If she said yes…Dinner with Theo would be pure torture. Because it would increase the longing for something she couldn’t have.
‘Maddie?’
She took a deep breath. ‘OK. What time?’
‘I’ll meet you at your flat at, what, six?’
‘Six would be lovely.’
He rang her doorbell at six on the dot—he’d already checked the listings on his mobile phone and come up with three alternatives he thought they’d both like.
‘Any of them would be fine by me,’ Madison said when he showed her. ‘They’re all good choices.’
‘This one starts at eight, which gives us a chance to eat first,’ he suggested. ‘And I checked out the local restaurant reviews, too.’
‘So you have somewhere in mind?’
‘I do, but it depends on whether you like French food.’
‘There’s very little food I don’t like,’ she said with a smile.
He took her to a small French-style bistro in Covent Garden. When the waitress brought the menus over, Madison turned straight to the puddings and read the menu from the bottom up. Then she became aware that Theo looked amused.
‘What?’
‘You’re reading your menu backwards.’
‘It’s called planning,’ she explained. ‘If one of my favourite puddings is on the menu, then I’ll have a lighter main course to make up for the fact I’m having a dessert.’

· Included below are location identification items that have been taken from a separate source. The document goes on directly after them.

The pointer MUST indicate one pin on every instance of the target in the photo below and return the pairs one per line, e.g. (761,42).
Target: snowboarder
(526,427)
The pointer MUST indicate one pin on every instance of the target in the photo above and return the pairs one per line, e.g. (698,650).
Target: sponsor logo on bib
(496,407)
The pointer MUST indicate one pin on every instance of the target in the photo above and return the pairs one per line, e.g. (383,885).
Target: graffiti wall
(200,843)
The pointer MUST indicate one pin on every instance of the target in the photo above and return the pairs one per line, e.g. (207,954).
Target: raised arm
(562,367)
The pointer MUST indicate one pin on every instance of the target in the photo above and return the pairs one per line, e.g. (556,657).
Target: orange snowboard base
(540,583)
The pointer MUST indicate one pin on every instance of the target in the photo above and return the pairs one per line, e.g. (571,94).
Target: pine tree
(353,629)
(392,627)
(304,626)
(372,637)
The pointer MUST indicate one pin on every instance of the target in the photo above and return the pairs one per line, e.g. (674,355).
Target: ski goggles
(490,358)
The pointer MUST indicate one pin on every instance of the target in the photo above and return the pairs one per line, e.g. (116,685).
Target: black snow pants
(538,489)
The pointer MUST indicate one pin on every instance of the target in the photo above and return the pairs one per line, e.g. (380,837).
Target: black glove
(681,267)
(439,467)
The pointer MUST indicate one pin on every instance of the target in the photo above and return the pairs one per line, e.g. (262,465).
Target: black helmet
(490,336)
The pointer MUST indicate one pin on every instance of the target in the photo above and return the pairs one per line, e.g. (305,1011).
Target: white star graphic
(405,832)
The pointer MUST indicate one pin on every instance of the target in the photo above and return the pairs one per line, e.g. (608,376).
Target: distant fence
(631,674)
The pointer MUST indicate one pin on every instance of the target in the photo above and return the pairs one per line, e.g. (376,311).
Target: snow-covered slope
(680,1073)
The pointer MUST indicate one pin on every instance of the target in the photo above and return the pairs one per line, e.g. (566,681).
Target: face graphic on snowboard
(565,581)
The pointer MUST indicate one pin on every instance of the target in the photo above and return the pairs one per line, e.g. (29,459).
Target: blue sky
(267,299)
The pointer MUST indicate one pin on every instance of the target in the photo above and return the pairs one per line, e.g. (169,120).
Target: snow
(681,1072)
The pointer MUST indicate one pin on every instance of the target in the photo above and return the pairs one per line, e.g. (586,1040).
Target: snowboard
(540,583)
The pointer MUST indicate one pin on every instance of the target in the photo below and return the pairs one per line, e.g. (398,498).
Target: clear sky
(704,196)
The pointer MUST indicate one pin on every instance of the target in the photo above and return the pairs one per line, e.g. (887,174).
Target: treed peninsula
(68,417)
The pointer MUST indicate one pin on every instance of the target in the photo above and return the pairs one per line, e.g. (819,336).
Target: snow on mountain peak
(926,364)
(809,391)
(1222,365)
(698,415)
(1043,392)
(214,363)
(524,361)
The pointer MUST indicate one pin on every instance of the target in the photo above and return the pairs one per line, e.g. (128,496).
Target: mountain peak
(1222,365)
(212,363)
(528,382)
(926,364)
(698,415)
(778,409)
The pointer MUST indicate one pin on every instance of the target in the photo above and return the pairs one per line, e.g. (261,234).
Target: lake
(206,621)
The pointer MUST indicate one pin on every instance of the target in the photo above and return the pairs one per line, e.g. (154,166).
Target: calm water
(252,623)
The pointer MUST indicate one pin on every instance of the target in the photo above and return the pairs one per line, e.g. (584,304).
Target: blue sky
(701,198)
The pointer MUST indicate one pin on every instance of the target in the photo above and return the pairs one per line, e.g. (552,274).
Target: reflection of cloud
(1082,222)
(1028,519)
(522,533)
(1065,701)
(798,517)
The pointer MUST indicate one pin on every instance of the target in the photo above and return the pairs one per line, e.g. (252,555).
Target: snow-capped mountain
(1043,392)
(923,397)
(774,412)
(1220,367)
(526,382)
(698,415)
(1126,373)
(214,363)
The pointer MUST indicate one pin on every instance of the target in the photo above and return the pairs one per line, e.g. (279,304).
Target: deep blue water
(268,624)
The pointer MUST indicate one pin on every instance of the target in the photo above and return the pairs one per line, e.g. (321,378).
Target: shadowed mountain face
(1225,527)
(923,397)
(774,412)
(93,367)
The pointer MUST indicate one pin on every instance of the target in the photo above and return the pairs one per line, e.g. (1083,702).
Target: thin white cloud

He groaned. ‘Please, tell me you’re not one of these women on a permanent diet, Maddie.’
‘Not exactly.’ She wrinkled her nose. ‘The thing is, I enjoy food.’
‘Good. I loathe eating with someone who counts every single calorie.’
‘Actually, I do count calories,’ she said. ‘I inherited the short gene in the family and I put on weight easily, so unlike my cousin Katrina I can’t eat whatever I like and get away with it. And I don’t want to spend my entire off-duty in the gym on a treadmill to work off the calories—life’s far too short.’ Not to mention the fact it had been Harry’s suggestion. It hadn’t just been the long hours she’d worked as a junior doctor or her longing for a baby that had been a problem in her marriage—it had turned out that her image also hadn’t been right for an up-and-coming stockbroker. Short and slender was fine; short and curvy most definitely wasn’t. ‘So that means compromising a little.’
‘There’s another solution,’ he said. ‘You could share a pudding with me.’
She laughed. ‘No chance. I’m not polite enough to do that. I’d end up having a spoon duel with you. And I’d win—because I’d play dirty and smack your knuckles with my spoon.’
‘Oh, would you, now?’ He laughed back. ‘But, for the record, I like you and your curves just the way you are. And I really like the fact that you enjoy food and you’re not going to nibble one olive and claim you don’t have room to eat anything else that evening.’
‘No, that’s not me.’ She shrugged. ‘But I should probably tell you I don’t cook.’
‘Can’t or don’t?’ he asked.
‘A bit of both,’ Madison said lightly.
When the waitress came to take their order, Madison ordered the crème brûlée. ‘Oh, and the salad niçoise to start with, please,’ she added with a smile.
Again, she noticed Theo hiding a grin. ‘What?’ she asked when the waitress had left.
‘Not only do you read a menu backwards, you order backwards.’
‘And your point is?’
‘I’m not laughing at you, Maddie,’ he said softly. ‘I’m smiling because it’s so refreshing to be with a woman who knows what she wants and is direct about it.’
If only he knew, she thought. Because there was something else she wanted. Something she couldn’t be direct about, because she couldn’t have it.
Dinner was fabulous, and the crème brûlée with rhubarb and ginger compote was just perfect. The film, too, lived up to expectations.
Theo insisted on walking her home from the tube station.
‘You really don’t have to. I’m streetwise enough not to get into trouble,’ Madison protested.
‘I don’t care. Where I grew up, men look after women.’
‘I’m perfectly capable of looking after myself, Theo. Really. You don’t have to worry.’